Le 21 août 1908, Fortuné se trouve dans les locaux de la CGT, rue de la Grange aux Belles. Devant plusieurs membres du conseil confédéral et Brossard du syndicat des cordonniers, il déclare que dans le cas où les membres dirigeants de la CGT seraient condamnés1, il faudrait « s’assurer des personnes de Clemenceau, Briand et Viviani »2

Le soir, l’Union des syndicats de la Seine organise un meeting à la salle du Libre-Echange, avenue de Clichy, afin de protester contre l’arrestation des principaux leaders de la CGT. Environ un millier de personnes y assistent. Luquet, secrétaire général de la CGT ouvre la séance : « Il s’agit de faire la discussion de la grève générale, de nous convaincre de sa nécessité. »3 Il explique que la dernière grève générale du 3 août a pleinement réussi.

Fortuné Henry au meeting du Libre-Echange. L’Eclair du 3 septembre 1908. Retronews.

Fortuné Henry s’avança pour lui répondre, la barbe soignée, vêtu d’un veston noir, une cravate lavallière dont les plis flottent sur un gilet blanc. Il commence à parler, allant de droite et de gauche, les mains dans les poches. Les idées qu’il développe ont une caractère de nouveauté. On est loin des phrases habituelles et toutes faites des théories de la grève générale, récitées comme une leçon et dont on sait à l’avance ce qui va être dit.

Fortuné ne s’appesantit pas sur les arrestations des dirigeants de la CGT, ni sur la grève de 24 heures. Il propose des méthodes d’actions nouvelles et se fait unanimement applaudir.

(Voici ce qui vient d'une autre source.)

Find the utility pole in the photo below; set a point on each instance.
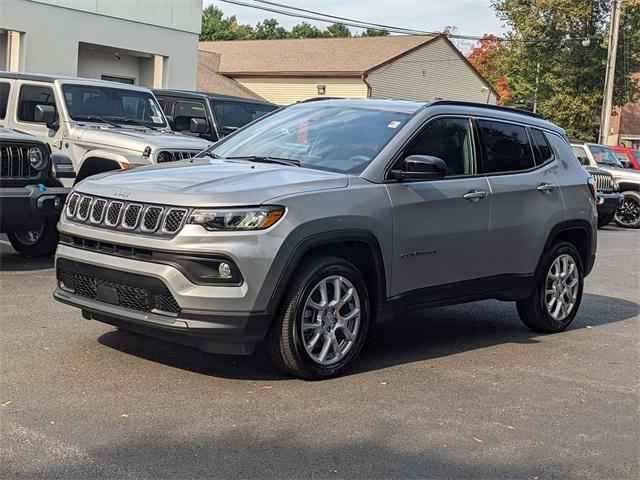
(607, 99)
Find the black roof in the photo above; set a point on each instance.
(213, 96)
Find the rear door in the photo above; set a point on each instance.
(519, 165)
(440, 227)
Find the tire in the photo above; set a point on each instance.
(288, 341)
(534, 311)
(606, 219)
(628, 214)
(40, 242)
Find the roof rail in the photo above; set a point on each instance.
(317, 99)
(486, 105)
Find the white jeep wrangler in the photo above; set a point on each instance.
(91, 126)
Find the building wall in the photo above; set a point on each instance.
(432, 71)
(52, 31)
(286, 90)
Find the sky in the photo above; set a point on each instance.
(471, 17)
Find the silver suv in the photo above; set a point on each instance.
(92, 126)
(306, 226)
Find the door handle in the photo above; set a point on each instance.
(546, 187)
(475, 195)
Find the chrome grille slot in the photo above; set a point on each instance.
(113, 214)
(73, 204)
(97, 212)
(121, 215)
(84, 208)
(173, 220)
(151, 219)
(131, 216)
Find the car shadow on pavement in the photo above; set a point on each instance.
(417, 336)
(10, 261)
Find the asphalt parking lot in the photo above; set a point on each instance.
(457, 392)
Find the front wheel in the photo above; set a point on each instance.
(556, 299)
(323, 321)
(40, 241)
(628, 214)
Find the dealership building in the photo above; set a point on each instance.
(153, 43)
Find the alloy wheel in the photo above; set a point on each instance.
(330, 320)
(629, 212)
(561, 287)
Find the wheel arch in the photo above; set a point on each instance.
(579, 234)
(360, 247)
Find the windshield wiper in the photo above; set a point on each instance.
(266, 159)
(132, 121)
(94, 118)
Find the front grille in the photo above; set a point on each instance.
(604, 182)
(97, 212)
(14, 163)
(166, 156)
(131, 217)
(126, 295)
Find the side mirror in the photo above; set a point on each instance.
(198, 125)
(421, 167)
(45, 114)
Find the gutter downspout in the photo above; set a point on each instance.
(364, 79)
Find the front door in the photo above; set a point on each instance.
(440, 227)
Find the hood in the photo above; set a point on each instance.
(207, 182)
(139, 138)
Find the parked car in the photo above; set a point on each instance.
(309, 224)
(629, 157)
(608, 196)
(207, 115)
(628, 181)
(95, 125)
(30, 199)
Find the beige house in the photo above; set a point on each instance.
(286, 71)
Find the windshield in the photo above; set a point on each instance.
(230, 116)
(119, 105)
(605, 156)
(333, 138)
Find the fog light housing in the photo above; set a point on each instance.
(224, 269)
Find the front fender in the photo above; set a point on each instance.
(127, 159)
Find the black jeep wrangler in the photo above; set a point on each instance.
(31, 199)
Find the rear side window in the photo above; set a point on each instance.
(4, 98)
(541, 148)
(449, 139)
(30, 97)
(506, 147)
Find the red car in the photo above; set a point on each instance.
(629, 157)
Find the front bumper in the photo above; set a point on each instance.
(608, 202)
(23, 208)
(207, 317)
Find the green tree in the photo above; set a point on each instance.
(564, 78)
(372, 32)
(305, 30)
(270, 29)
(337, 30)
(216, 27)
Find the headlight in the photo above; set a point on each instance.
(234, 219)
(36, 158)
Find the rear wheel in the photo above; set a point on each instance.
(36, 242)
(323, 321)
(628, 214)
(556, 299)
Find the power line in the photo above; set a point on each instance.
(322, 17)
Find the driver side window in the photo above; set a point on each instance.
(449, 139)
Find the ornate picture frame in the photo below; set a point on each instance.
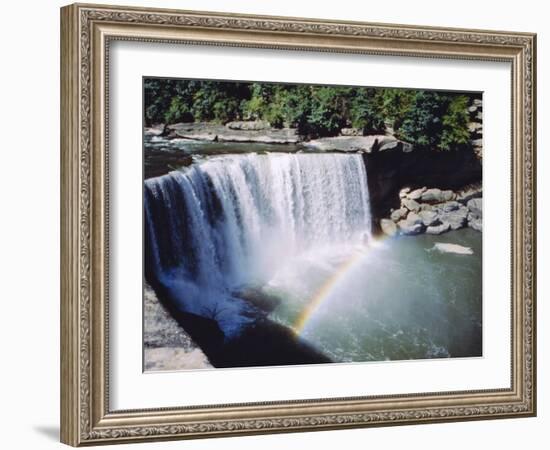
(87, 32)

Fortuné Henry ne croit pas au succès d’une grève générale. Il préfère des grèves partielles et soudaines, sans motif apparent, dans le genre de la grève de deux heures que firent les électriciens de Paris : « Vous n’avez à la bouche que les mots de grève générale… Etes-vous en état de la faire ? Je réponds : Non ! La grève générale, mais c’est la révolution triomphante. D’ici là ! … Nous ne serons capables de la faire que lorsque nous tous, machines inertes, bêtes de passage au service de la bourgeoisie, aurons pris conscience de tout notre droit, lorsque au lieu de nous amuser à faire de petites grèves de rien du tout, pour obtenir 75 centimes de bénéfice à tout un atelier, nous serons capables d’arrêter le travail à notre heure, selon notre bon plaisir, parce cela nous plaira…

Actuellement, voilà ce qui se passe. Les ouvriers déclarent la grève. Ils apportent un cahier de revendications au patron qui demande un délai pour l’examiner. Pendant ce temps, il met ordre à ses affaires, prend des précautions, et lorsque la délégation ouvrière revient chercher sa réponse, il lève les bras au ciel et répond : « ce n’est pas possible ». Bernés, vous faites grève. L’usine se ferme. L’armée arrive… Puis c’est la misère au foyer, la faim, quelque fois les fusillades. Vous êtes vaincus d’avance.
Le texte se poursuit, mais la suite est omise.